Мучительным оно было из-за постоянного чувство одиночества и несчастья. Но зато, напишет Толстой через пять лет в одном очень искреннем письме, «никогда, ни прежде, ни после, я не доходил до такой высоты мысли, не заглядывал туда» — в область вечных вопросов и вечных сомнений.
«И все, что я нашел тогда, навсегда останется моим убеждением… Я нашел простую, старую вещь, но которую я знаю так, как никто не знает, я нашел, что есть бессмертие, что есть любовь и что жить надо для другого, для того, чтобы быть счастливым вечно».
Это истины Евангелия, которое Толстой перечитывал снова и снова, но не состоянии был уверовать ни в Искупителя, ни в таинства.
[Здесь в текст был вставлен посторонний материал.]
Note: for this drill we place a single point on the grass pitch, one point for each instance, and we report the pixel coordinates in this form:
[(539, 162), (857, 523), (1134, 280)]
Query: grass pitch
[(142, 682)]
Вот из-за чего так изводило его сознание, что он несчастлив, что «сердце сохнет с каждым годом» и ничего тут не поправить: «Я надеюсь еще и в короткие минуты как будто верю, но не имею религии и не верю». Что же, «у каждой души свой путь, и путь неизвестный, и только чувствуемый в глубине ее». Видно, он родился таким, что у него «жизнь делает религию, а не религия жизнь».
Дата под этим письмом Александре Толстой, двоюродной тетке, которая, хотя и была одиннадцатью годами старше Льва Николаевича, как раз в ту пору, кажется, пробуждала у него не только родственные чувства, — конец апреля 1859-го. Подводится духовный итог уходящей молодости, ясно осознана проблема, которая для Толстого останется главенствующей еще целых два десятилетия. Вправду ли надлежит подчинить свое бытие заповедям и нормам, которые сами по себе бесспорны, однако пришли не как результат пережитого и передуманного, а достались как готовое знание? Или верно другое: действительна лишь та вера, которую человек обрел, всматриваясь в собственный опыт, чтобы сделать из него твердые нравственные выводы, и они должны быть предельно честными, то есть обязывающими к реальному действию?
Но если так, тогда нужно, чтобы опыт был подлинным и полным. На Кавказе, пишет Толстой тетушке Александре, он впервые испытал состояние «умственной экзальтации», потому что в первый раз ощущал свой опыт как подлинный. Праздный московский быт сменился испытаниями и лишениями, в соприкосновении с новым и непривычным порядком жизни обозначились другие горизонты. Все это и потребовало задуматься о главном, пробудив «страсть к истине, какая была в то время во мне». Дунайская армия и особенно Севастополь разожгли эту страсть еще сильнее.
Под Новочеркасском разыгралась метель, возок проплутал всю ночь, и в дневнике появилась запись: не написать ли об этом рассказ? Рассказ, так и озаглавленный — «Метель», будет написан лишь два года спустя, и Толстой прочтет его в салоне того самого князя Вяземского, который очень воодушевился при известии о начавшейся Восточной войне. А пока Толстому не до литературы. Он, не останавливаясь на ночлег, мчится в Ясную, где хочет сделать остановку перед тем, как ехать к новому месту назначения.
В Туле из «Русского инвалида» Толстой узнал, что произведен в прапорщики, причем со старшинством, исчисляемым еще с февраля прошедшего года. Ясная после трехлетнего отсутствия произвела впечатление, какого он не ожидал: дела в относительном порядке, съехавшиеся в родное гнездо братья от души ему рады. Обиход самый простой — набросав сена, спать ложатся прямо на полу. Огорчает лишь полученное по приезде письмо из редакции «Современника», где недовольны «Записками маркёра», которые «очень слабы по выполнению». Но потом Некрасов пожалеет, что поспешил с оценкой.
Две недели в Москве оставляют тягостное воспоминание: «Беспорядочен физически и морально и сделал слишком много расходов». Перед самым отъездом по настоянию княгини Горчаковой, одной из многочисленных его тетушек, Толстой посетил митрополита московского и коломенского Филарета, в миру В. М. Дроздова, авторитетного богослова, который когда-то полемизировал в печати с Пушкиным, убеждая его, что жизнь — не напрасный и не случайный дар. О чем этот маленький, сухонький старичок беседовал с Толстым, неизвестно, однако разговор был долгий и на прощание Филарет благословил своего гостя, подарив финифтяный образок, долго потом сберегавшийся в яснополянском доме.